IEEE Trans Neural Netw Learn Syst. 2019 Oct;30(10):2926-2937. doi: 10.1109/TNNLS.2019.2893190. Epub 2019 Feb 22.
Principal component analysis (PCA) has been used to study the pathogenesis of diseases. To enhance the interpretability of classical PCA, various improved PCA methods have been proposed to date. Among these, a typical method is the so-called sparse PCA, which focuses on seeking sparse loadings. However, the performance of these methods is still far from satisfactory due to their limitation of using unsupervised learning methods; moreover, the class ambiguity within the sample is high. To overcome this problem, this paper developed a new PCA method, which is named the supervised discriminative sparse PCA (SDSPCA). The main innovation of this method is the incorporation of discriminative information and sparsity into the PCA model. Specifically, in contrast to the traditional sparse PCA, which imposes sparsity on the loadings, here, sparse components are obtained to represent the data. Furthermore, via the linear transformation, the sparse components approximate the given label information. On the one hand, sparse components improve interpretability over the traditional PCA, while on the other hand, they are have discriminative abilities suitable for classification purposes. A simple algorithm is developed, and its convergence proof is provided. SDSPCA has been applied to the common-characteristic gene selection and tumor classification on multiview biological data. The sparsity and classification performance of SDSPCA are empirically verified via abundant, reasonable, and effective experiments, and the obtained results demonstrate that SDSPCA outperforms other state-of-the-art methods.
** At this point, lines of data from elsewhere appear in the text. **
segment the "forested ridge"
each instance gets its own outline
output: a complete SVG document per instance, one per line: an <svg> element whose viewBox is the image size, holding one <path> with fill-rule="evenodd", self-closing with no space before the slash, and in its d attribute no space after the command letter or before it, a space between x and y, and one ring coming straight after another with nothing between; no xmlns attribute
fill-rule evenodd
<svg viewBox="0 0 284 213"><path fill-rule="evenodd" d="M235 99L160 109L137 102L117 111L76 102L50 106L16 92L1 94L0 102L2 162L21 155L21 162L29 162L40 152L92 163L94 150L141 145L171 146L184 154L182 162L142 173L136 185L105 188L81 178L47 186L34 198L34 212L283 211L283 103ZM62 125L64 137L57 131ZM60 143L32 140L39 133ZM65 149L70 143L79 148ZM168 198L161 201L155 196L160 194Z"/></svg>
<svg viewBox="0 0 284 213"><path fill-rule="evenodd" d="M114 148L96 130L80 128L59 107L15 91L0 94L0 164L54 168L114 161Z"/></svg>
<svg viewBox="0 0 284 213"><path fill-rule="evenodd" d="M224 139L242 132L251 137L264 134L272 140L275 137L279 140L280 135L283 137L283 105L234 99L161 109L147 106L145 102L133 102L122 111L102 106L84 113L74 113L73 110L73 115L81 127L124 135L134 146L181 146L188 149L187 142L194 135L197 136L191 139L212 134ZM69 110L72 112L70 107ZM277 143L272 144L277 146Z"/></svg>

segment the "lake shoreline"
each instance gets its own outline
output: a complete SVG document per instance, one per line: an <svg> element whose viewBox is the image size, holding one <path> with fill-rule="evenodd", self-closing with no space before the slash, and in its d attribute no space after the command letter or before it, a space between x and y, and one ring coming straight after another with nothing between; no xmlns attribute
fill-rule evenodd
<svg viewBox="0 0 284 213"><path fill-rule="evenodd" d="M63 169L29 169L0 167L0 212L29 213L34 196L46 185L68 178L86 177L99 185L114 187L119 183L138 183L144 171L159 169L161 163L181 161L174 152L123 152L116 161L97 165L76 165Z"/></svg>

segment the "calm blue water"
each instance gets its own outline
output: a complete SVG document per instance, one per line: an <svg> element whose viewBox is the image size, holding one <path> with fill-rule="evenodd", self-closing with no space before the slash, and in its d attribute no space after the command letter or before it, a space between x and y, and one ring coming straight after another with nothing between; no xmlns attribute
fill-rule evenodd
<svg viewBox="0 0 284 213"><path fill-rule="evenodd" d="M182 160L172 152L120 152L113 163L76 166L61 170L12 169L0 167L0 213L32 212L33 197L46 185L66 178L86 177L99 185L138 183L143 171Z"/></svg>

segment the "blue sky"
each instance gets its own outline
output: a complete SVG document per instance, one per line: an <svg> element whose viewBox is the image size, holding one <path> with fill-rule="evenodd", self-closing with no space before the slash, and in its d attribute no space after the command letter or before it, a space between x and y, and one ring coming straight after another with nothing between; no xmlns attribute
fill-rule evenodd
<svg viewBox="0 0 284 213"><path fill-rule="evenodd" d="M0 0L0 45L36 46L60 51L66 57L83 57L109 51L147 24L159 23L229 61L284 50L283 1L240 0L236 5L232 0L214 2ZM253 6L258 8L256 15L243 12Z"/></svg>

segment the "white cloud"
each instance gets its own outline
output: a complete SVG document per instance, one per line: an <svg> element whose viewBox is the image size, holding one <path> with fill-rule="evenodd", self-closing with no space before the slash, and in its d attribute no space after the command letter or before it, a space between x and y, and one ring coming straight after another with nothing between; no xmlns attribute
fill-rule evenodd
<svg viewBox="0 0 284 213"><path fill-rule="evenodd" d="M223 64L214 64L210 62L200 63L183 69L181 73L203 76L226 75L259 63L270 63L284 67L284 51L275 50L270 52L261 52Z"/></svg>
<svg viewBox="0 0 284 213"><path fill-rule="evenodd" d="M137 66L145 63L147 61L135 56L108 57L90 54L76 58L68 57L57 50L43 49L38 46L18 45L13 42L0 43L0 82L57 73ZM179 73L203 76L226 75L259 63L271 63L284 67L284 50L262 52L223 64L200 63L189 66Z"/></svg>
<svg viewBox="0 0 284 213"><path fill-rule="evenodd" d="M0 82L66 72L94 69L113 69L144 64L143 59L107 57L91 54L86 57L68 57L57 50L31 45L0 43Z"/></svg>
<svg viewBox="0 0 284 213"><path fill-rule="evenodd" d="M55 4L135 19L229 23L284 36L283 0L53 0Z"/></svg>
主成分分析(PCA)已被用于研究疾病的发病机制。为了提高经典 PCA 的可解释性,迄今为止已经提出了各种改进的 PCA 方法。其中,一种典型的方法是所谓的稀疏 PCA,它专注于寻找稀疏的加载。然而,由于这些方法使用无监督学习方法的限制,其性能仍然远不理想;此外,样本中的类别模糊度较高。为了解决这个问题,本文提出了一种新的 PCA 方法,称为有监督判别稀疏 PCA(SDSPCA)。该方法的主要创新在于将判别信息和稀疏性纳入 PCA 模型中。具体来说,与传统的对加载施加稀疏性的稀疏 PCA 不同,这里获得稀疏成分来表示数据。此外,通过线性变换,稀疏成分近似给定的标签信息。一方面,稀疏成分提高了传统 PCA 的可解释性,另一方面,它们具有适合分类目的的判别能力。开发了一种简单的算法,并提供了其收敛性证明。SDSPCA 已应用于多视图生物数据中的常见特征基因选择和肿瘤分类。通过丰富、合理和有效的实验验证了 SDSPCA 的稀疏性和分类性能,获得的结果表明 SDSPCA 优于其他最先进的方法。